Son bir haftada İsveç’in Danimarka’yla sınır ili olan Malmö’de, İsveç’e ulaşmayı başaran 738 Suriyeli göçmen, Göçmenlik Kurumu’na göre sığınma talebinde bulundu. Avrupa’da yol alan içi Suriyeli göçmenlerle dolu trenler, “Benim Avrupa’m duvarlar örmez” diyen İsveç Başbakanı Stefan Lövfen’le Danimarka Başbakanı Lars Lokke Rasmussen’i perşembe günü karşı karşıya getirdi.

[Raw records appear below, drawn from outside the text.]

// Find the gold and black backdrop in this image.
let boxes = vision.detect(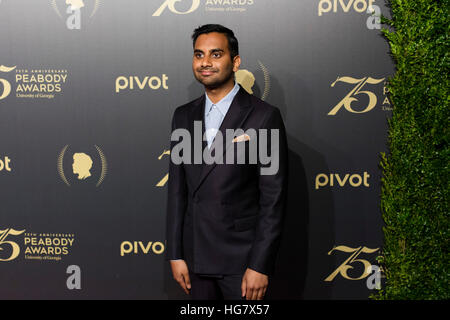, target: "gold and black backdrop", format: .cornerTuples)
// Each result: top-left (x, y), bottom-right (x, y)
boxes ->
(0, 0), (394, 299)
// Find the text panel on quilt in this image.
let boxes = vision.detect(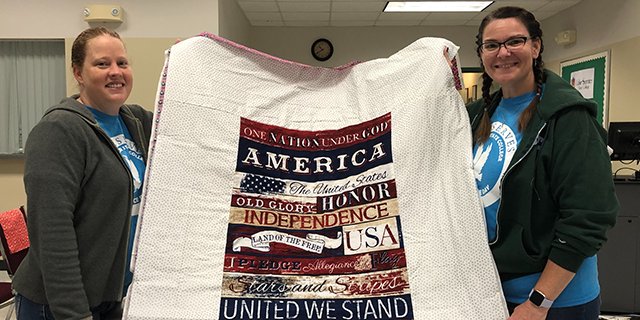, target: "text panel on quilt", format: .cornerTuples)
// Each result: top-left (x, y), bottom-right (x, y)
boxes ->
(220, 113), (413, 319)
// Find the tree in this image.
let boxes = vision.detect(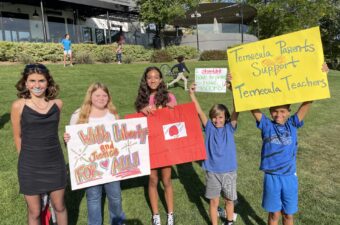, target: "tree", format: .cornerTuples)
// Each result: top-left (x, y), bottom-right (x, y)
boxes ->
(247, 0), (332, 39)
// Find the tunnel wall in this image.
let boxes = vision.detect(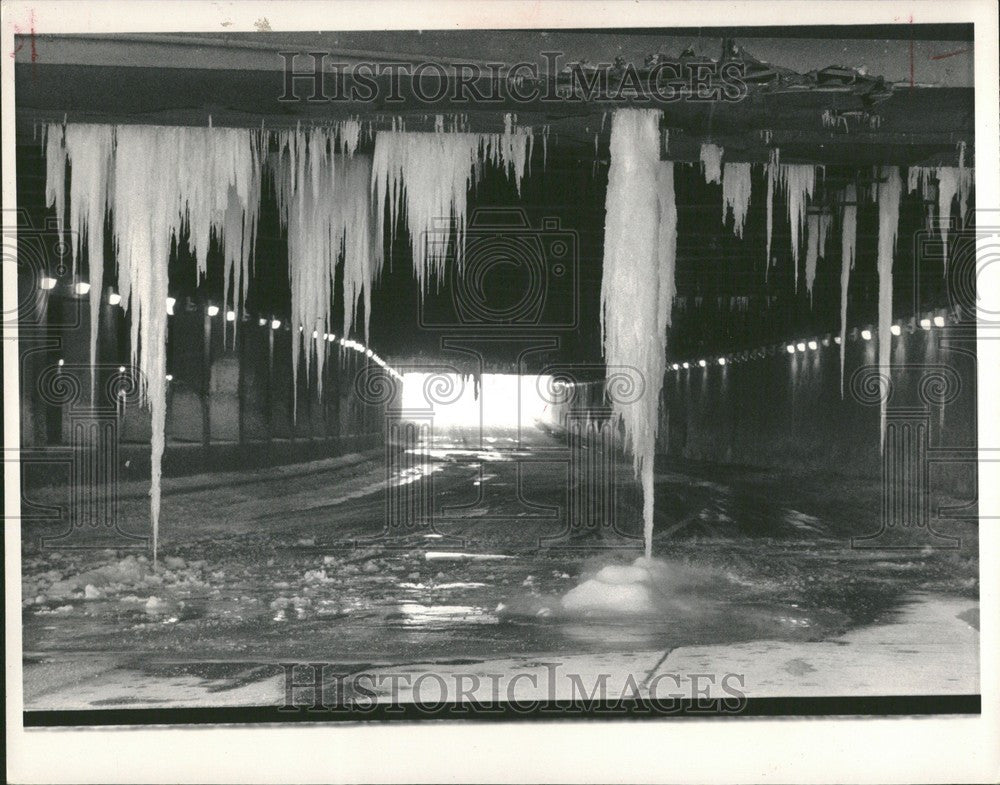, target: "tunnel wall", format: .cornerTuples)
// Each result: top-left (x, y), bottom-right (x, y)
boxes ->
(20, 290), (385, 486)
(659, 327), (976, 490)
(564, 324), (977, 498)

Anlaşılan “Sarsılıyor mu?” diye sorulan Avrupa Birliği’ni ve kuzeyli ülkelerin komşu sevgisini göçmenlere karşı işlenen bu ayıplar bitirecek.

Geçen hafta pazar gününden itibaren 3 bin göçmenin ulaştığı Danimarka’da, Avrupa Birliği kurallarına uymadıkları için Başbakan Rasmussen polisini kutladı. Dublin önermelerine göre Avrupa Birliği’ne üye ülkeler, kendi ülkelerine ulaşan göçenleri kayıt altına alıyor. Danimarka’da Padborg ve Rödby’e ulaşan Suriyeli göçmenlerin trenlerden inmesine izin verilmeden silahlı polislerce İsveç’e yönlendiriliyor. Göçmenleri kayıt altına almadan trende kalmaya zorlayan Danimarka polisinin uygulamasına Rasmussen’dan “Polise benim tam desteğim var” açıklaması geldi. Danimarka Adalet Bakanlığı, son bir haftada 400 göçmenin sığınma talebi olduğunu duyurdu.

Avrupa Birliği’nin “yol kenarındaki” ülkeleri ayrı ayrı insanlık sınavından kalırken İsveç’te lise öğrencileri, “Her öğrenciden bir kron, milyon kron” yardım kampanyası başlattılar. Toplanan yardımlar, savaş yorgunu göçmen çocuklara aktarılmak üzere bir yardım derneğine devrediliyor. Çarşamba günü tabloid basılan Metro gazetesi de birinci sayfasını ve arka sayfasını kapak yapıp bir İsveç Bayrağı’nın içine Suriyeli göçmenlere atfen “İsveç’e hoş geldiniz” diye başlık atarak çıktı. Duyarlılık artınca büyük bir süper market zinciri müşterilerine bir SMS mesajı gönderdi. “Bu hafta sonu üyelik kartınızı veya aplikasyon ekranımızı okutarak yaptığınız her alışverişin yüzde 10’unu savaş mağduru çocuklara yardım olarak bağışlıyorsunuz.” İnsanlığı harcıyoruz.